XML 94 R22.htm IDEA: XBRL DOCUMENT v3.20.1
Equity
3 Months Ended
Mar. 31, 2020
Equity [Abstract]  
Stockholders' Equity Note Disclosure [Text Block]
Note 10. Equity

Preferred Stock Classes

Preferred Stock
    
The Company’s charter gives it authority to issue 50,000,000 shares of preferred stock, $0.01 par value per share (“Preferred Stock”). The Company’s board of directors may classify any unissued shares of Preferred Stock and reclassify any previously classified but unissued shares of Preferred Stock of any series from time to time, into one or more classes or series of stock. As of March 31, 2020 and December 31, 2019, there were no Preferred Stock issued or outstanding.
    
Series A Preferred Stock
    
On November 30, 2016, the Company’s board of directors classified and designated 125 shares of preferred stock as a separate class of preferred stock to be known as the 12.5% Series A Redeemable Cumulative Preferred Stock, $1,000 liquidation value per share (“Series A Preferred Stock”). In December 2016, the Company sold 125 shares of the Series A Preferred Stock for $125,000. The Series A Preferred Stock pays dividends at an annual rate of 12.5% of the liquidation preference. These dividends are cumulative and payable semi-annually in arrears on June 30 and December 31 of each year.
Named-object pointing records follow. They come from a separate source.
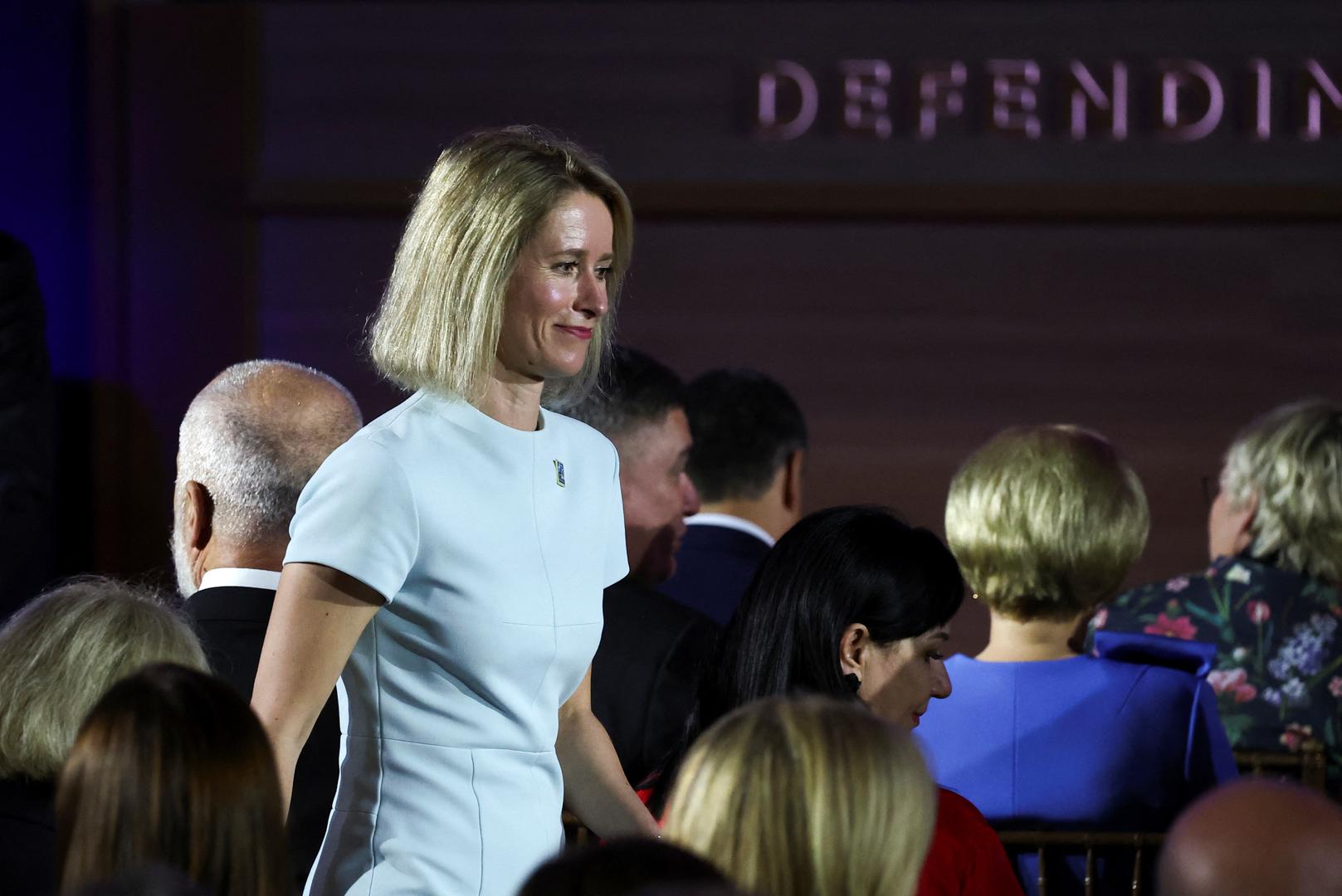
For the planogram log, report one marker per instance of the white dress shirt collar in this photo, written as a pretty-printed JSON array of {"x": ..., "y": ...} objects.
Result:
[
  {"x": 232, "y": 576},
  {"x": 728, "y": 521}
]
The Series A Preferred Stock, with respect to dividend rights and rights upon liquidation, dissolution or winding up of the Company, rank senior to common stock. The Company, at its option, may redeem the shares, with written notice, at a redemption price of $1,000 per share, plus any accrued unpaid distribution through the date of the redemption. The Series A Preferred Stock carries a redemption premium of $50 per share if redeemed prior to January 1, 2019. The Series A Preferred Stock generally has no voting rights. However, the Series A Preferred Stock holders’ voting is required if (i) authorization or issuance of any securities senior to the Series A Preferred Stock; (ii) an amendment to the Company’s charter that has a material adverse effect on the rights and preference of the Series A Preferred Stock; and (iii) any reclassification of the Series A Preferred Stock.

Common Stock

As discussed in Note 3, on March 1, 2020, TPT2 merged with and into the Company with the Company continuing as the surviving corporation. In connection with the Merger, the Company issued 2,116,785.76 shares of common stock of the Company to Terra Fund 7, the sole stockholder of TPT2, as consideration in the Merger. In addition, on March 2, 2020, the Company issued 2,457,684.59 shares of common stock of the Company in exchange for the settlement of certain participation interests in loans held by the Company and cash. As described in Note 3, Terra Fund 7 contributed the shares of the Company’s common stock received as consideration in the Merger to Terra JV and became a co-managing member of Terra JV pursuant to the JV Agreement. The JV Agreement and related stockholders agreement between Terra JV and the Company, dated March 2, 2020, provide for the joint approval of Terra Fund 5 and Terra Fund 7 with respect to certain major decisions that are taken by Terra JV and the Company. As of March 31, 2020, Terra JV owns 86.4% of the issued and outstanding shares of the Company’s common stock with the remainder held by TIF3 REIT, and Terra Fund 5 and Terra Fund 7 own an 87.6% and 12.4% interest, respectively, in Terra JV.    

On September 30, 2019, the Company issued 212,691 shares of its common stock to TIF3 REIT at a price of $17.02 per share for total proceeds of $3.6 million. On April 29, 2020, the Company repurchased the 212,691 shares it previously sold to TIF3 REIT (Note 7).

Distributions

The Company generally intends to distribute substantially all of its taxable income, which does not necessarily equal net income as calculated in accordance with U.S. GAAP, to its stockholders each year to comply with the REIT provisions of the Internal Revenue Code. All distributions will be made at the discretion of the Company’s board of directors and will depend upon its taxable income, financial condition, maintenance of REIT status, applicable law, and other factors as its board of directors deems relevant.

For the three months ended March 31, 2020, the Company made distributions to Terra Fund 5, Terra JV and TIF3 REIT in the aggregate of $8.8 million, of which $8.3 million were returns of capital. For the three months ended March 31, 2019, the Company made distributions to Terra Fund 5 totaling $7.6 million, of which $3.6 million were returns of capital. Additionally, for both the three months ended March 31, 2020 and 2019, the Company made distributions to preferred stockholders of $3,906.